Location: Limerick, Ireland

Starting rate per night: $384

A two-hour drive from Dublin, the Adare Manor is located on 840 acres of private green. There is an award-winning golf course and a Michelin star restaurant on site, as well.

4. InterContinental Danang Sun Peninsula Resort

infinity pool intercontinental vietnam

Location: Da Nang, Vietnam

Starting rate per night: $389

The InterContinental’s Danang Sun Peninsula Resort is a beachfront property nestled in a nature reserve and close to UNESCO World Heritage sites. The resort has amenities like half a mile of private beach and a wide array of spa treatments, from holistic therapies to pedicures.

3. Chindeni Bushcamp

Chindeni Bushcamp

 Location: South Luangwa National Park, Zambia

Starting rate per night: Only available upon request

Overlooking a hippo lagoon, Chindeni is a bushcamp retreat. It consists of four canvas lodges that can accommodate eight guests.

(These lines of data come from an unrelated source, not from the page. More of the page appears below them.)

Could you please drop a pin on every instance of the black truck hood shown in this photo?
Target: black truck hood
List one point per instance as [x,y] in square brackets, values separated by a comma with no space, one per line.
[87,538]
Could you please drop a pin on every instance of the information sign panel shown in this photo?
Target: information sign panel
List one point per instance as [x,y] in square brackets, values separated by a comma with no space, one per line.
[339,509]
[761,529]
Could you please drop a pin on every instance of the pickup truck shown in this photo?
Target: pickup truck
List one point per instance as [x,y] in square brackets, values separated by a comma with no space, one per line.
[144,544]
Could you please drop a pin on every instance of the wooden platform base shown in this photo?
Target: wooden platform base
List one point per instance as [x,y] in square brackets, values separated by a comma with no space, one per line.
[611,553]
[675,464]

The resort runs on solar power and is only open from May to December. 

2. L’Horizon Resort & Spa


Location: Palm Springs, California

Starting rate per night: $410

L’Horizon is made up of 25 bungalows that were all designed to feel like private residences, with different finishes and furnishings. The property was built in 1952 as a getaway for Hollywood producer Jack Wrather. There, he hosted guests like Marilyn Monroe and Ronald Reagan. It was redesigned as a luxury resort, complete with al fresco dining and an expansive spa, in 2015. It is the only US resort to make the top of Conde’s list.

1. Sirikoi Lodge

Sirikoi lodge

Location: Lewa Wildlife Conservancy, Kenya

Starting rate: Only available upon request

Situated on 68,000 acres of wilderness in Northern Kenya, Sirikoi Lodge was built by a conservationist couple. It can accommodate 18 guests and its intimate setup includes one main lodge, a cottage, and four elevated tents, all with private outdoor decks. A staff of 68 people facilitates all lodge activities, including bush walks, game drives, helicopter excursions, and private dining.